Question: Show that for R > 1 $$\int_{|z|=1} \frac{z^{2011}}{2z^{2012}-1} dz = \int_{|z|=R} \frac{z^{2011}}{2z^{2012}-1} dz$$
Thoughts thus far: (i) I know that we cannot use Cauchy's integral formula because neither is f analytic (because there are singularities within the unit circle) nor would the reduced form fit the form of Cuachy's integral formula (i.e. z0 would not be fixed). (ii) The above integral may be evaluated to ln(2z^2012-1)/4024 using u substitution where u=2z^2012, but I am not certain that this evaluation is even correct. (iii) I have also considered reducing it to polar form and subtracting the two integrals to show that the difference is zero, but I get stuck with $$\int_{|z|=1} \frac{z'(\theta)z(\theta)^{2011}}{2z(\theta)^{2012}-1}dz - \int_{|z|=R} \frac{z'(\theta)z(\theta)^{2011}}{2z(\theta)^{2012}-1} d\theta$$ $$\int_{unit\space circle} \frac{i\theta e^{i\theta}e^{2011i\theta}}{2e^{2012i\theta}-1} - \frac{i\theta Re^{i\theta}R^{2011}e^{2011i\theta}}{2R^{2012}e^{2012i\theta}-1}\ d\theta$$ I am unable to deal with the R terms, which do not appear to disappear easily. I have also considered multiplying by the conjugate of z, but again we get stuck with R terms on the RHS. (iv) I am led to believe that, rather than simple ignorance of calculating the above integral, there is something conceptual or extremely fundamental that I am missing that allows us to disregard the value of R (for R > 1).
Any help would be greatly appreciated. Thank you in advance.
This seems to be a straight forward application of Cauchy's Residue Theorem. It tells us that the integral of a function around a contour is $2\pi i$ times the sum of the residues at the poles inside the contour of the function.
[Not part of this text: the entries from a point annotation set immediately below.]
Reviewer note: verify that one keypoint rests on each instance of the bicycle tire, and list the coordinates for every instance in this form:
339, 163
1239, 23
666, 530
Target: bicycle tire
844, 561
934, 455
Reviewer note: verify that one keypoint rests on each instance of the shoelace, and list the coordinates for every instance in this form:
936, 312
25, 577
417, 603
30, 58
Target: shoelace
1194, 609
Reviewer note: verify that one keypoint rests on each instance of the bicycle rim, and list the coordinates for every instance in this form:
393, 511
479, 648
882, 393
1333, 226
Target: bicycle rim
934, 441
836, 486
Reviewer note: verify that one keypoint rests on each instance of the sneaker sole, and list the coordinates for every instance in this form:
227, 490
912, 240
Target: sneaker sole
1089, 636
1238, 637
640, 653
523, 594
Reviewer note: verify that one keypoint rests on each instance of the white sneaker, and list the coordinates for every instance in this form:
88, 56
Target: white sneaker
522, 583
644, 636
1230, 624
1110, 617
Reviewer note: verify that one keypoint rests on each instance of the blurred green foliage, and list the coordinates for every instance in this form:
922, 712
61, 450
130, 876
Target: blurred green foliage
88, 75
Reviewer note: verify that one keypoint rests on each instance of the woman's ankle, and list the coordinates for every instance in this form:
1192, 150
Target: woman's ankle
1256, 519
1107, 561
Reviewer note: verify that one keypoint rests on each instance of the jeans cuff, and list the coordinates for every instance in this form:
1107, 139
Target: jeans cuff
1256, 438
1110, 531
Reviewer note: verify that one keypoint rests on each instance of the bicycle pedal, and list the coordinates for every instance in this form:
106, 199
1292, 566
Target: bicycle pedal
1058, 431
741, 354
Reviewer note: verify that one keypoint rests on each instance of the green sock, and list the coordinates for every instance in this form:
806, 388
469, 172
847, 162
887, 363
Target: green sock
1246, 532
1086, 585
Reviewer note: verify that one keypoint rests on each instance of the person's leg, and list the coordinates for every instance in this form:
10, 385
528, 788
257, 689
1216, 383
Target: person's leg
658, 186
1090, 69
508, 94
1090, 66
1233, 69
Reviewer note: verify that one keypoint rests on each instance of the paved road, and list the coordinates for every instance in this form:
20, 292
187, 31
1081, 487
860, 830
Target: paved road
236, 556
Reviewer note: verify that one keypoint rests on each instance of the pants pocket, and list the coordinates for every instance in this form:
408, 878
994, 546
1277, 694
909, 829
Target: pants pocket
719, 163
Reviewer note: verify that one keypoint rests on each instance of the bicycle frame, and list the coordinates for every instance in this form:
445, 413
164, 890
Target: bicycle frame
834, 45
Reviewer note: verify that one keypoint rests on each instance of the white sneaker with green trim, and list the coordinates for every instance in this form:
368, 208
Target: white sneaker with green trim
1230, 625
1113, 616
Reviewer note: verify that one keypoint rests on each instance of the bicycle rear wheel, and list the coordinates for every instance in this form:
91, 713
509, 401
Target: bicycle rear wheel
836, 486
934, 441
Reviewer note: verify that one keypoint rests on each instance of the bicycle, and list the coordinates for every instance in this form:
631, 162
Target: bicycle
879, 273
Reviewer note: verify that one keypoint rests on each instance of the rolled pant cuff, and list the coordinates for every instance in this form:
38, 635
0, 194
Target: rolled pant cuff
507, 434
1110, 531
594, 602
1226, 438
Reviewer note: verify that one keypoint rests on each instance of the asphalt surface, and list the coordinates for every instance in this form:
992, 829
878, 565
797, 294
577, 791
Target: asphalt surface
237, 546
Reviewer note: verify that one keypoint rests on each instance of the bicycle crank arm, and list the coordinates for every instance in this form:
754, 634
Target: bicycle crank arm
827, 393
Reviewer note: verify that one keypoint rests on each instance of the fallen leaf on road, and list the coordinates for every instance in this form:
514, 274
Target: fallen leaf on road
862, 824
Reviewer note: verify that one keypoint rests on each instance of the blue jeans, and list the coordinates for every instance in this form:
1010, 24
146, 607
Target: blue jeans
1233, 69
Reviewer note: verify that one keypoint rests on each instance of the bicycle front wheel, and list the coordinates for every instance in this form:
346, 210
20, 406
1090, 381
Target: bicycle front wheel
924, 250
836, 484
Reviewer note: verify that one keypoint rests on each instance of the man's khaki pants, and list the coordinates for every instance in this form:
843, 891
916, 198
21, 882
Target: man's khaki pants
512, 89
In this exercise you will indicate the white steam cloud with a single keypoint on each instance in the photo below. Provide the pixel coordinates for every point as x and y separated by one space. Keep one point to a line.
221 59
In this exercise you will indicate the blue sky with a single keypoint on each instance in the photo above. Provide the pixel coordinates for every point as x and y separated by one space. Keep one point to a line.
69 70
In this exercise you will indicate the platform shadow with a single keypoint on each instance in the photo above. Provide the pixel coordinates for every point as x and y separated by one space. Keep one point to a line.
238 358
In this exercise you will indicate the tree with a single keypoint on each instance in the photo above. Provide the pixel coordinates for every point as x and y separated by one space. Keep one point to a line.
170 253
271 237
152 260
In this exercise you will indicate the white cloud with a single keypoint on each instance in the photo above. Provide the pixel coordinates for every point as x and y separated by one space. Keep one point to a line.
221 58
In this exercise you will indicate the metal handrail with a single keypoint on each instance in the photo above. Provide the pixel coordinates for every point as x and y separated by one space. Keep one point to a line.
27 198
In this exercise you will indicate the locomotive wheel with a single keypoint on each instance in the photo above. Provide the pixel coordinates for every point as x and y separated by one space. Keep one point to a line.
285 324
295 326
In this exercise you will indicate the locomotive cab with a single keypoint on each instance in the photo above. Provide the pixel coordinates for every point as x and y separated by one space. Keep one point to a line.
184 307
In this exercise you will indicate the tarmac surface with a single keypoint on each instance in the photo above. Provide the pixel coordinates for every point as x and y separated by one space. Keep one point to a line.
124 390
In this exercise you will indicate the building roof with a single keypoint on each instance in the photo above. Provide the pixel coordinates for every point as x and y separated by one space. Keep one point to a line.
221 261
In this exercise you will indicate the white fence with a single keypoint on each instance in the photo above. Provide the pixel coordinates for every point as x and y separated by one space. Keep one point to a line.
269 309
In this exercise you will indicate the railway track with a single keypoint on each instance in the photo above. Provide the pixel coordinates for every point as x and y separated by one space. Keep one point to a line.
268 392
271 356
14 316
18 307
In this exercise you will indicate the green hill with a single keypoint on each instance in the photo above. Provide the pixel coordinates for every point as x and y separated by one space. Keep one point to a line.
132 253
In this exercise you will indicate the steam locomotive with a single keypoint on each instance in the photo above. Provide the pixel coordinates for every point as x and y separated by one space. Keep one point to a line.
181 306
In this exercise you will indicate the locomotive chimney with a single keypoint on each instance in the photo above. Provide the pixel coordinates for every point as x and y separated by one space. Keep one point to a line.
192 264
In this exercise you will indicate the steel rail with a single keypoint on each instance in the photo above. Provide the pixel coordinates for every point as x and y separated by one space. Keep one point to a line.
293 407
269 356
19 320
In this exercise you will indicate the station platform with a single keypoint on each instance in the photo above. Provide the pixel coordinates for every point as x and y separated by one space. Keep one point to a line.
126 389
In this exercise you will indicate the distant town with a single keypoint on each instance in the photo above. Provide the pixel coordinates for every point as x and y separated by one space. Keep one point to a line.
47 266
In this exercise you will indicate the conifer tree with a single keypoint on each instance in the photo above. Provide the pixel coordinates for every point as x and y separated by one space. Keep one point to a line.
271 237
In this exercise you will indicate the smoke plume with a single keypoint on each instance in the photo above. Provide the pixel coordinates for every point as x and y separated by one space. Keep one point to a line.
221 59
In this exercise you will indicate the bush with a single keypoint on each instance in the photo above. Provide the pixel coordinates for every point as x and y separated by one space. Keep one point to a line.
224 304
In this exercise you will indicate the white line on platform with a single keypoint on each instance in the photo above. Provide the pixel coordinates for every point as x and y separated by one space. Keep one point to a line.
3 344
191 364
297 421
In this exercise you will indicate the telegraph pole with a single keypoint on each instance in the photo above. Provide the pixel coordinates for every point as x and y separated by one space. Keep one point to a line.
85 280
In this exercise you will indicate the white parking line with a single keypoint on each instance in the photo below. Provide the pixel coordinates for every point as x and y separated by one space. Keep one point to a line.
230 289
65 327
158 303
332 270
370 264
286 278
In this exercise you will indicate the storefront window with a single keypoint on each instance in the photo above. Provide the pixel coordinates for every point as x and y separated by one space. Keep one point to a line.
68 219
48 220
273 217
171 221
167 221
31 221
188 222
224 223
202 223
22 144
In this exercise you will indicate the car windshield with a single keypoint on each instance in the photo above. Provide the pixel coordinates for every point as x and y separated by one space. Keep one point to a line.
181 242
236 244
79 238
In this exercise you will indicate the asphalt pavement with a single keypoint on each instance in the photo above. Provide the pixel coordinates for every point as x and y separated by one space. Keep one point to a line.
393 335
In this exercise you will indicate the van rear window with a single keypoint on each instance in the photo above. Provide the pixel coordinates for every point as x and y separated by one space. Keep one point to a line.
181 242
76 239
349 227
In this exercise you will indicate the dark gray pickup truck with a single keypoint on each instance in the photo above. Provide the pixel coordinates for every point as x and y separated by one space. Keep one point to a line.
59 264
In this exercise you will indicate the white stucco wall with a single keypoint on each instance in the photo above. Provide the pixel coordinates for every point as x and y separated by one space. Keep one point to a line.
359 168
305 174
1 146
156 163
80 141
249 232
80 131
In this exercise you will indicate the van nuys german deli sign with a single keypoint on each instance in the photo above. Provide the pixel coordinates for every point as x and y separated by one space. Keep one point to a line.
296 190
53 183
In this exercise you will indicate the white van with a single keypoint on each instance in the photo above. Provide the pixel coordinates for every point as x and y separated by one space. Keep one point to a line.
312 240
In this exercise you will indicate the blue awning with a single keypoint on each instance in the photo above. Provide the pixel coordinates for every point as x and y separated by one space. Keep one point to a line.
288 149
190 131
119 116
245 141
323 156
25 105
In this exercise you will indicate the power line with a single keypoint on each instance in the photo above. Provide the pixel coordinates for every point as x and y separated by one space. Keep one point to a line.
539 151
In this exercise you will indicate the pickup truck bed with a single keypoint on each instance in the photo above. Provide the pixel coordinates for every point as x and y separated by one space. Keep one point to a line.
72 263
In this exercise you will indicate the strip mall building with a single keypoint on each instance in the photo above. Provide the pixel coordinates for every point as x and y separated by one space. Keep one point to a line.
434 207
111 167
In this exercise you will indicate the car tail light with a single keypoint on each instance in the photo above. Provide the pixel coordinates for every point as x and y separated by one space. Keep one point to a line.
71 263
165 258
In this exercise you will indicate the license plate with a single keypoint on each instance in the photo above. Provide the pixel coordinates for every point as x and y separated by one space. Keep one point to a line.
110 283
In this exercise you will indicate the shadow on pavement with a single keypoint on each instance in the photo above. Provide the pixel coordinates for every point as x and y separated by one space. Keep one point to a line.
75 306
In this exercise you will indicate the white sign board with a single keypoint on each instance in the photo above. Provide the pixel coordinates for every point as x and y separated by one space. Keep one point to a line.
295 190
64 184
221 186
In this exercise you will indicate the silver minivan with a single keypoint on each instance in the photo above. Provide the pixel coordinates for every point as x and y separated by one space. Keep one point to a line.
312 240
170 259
Your function has a pole when $2z^{2012}-1=0$. There are 2,012 simple poles and they all lie on the circle $|z| = \sqrt[2012]{1/2} \approx 0.9997.$ Any circular contour $|z| = R$ will contain all of these poles in its interior provided $R > \sqrt[2012]{1/2}$. It follows that the integral around any circular contour $|z| = R$ will be the same provided $R > \sqrt[2012]{1/2}$. In your case $|z|=1$ and $|z|=R$ with $R>1$ are two such contours. (If $R < \sqrt[2012]{1/2}$ then the integral will be zero because the integrand is holomorphic on and inside the contour $|z| = R$.)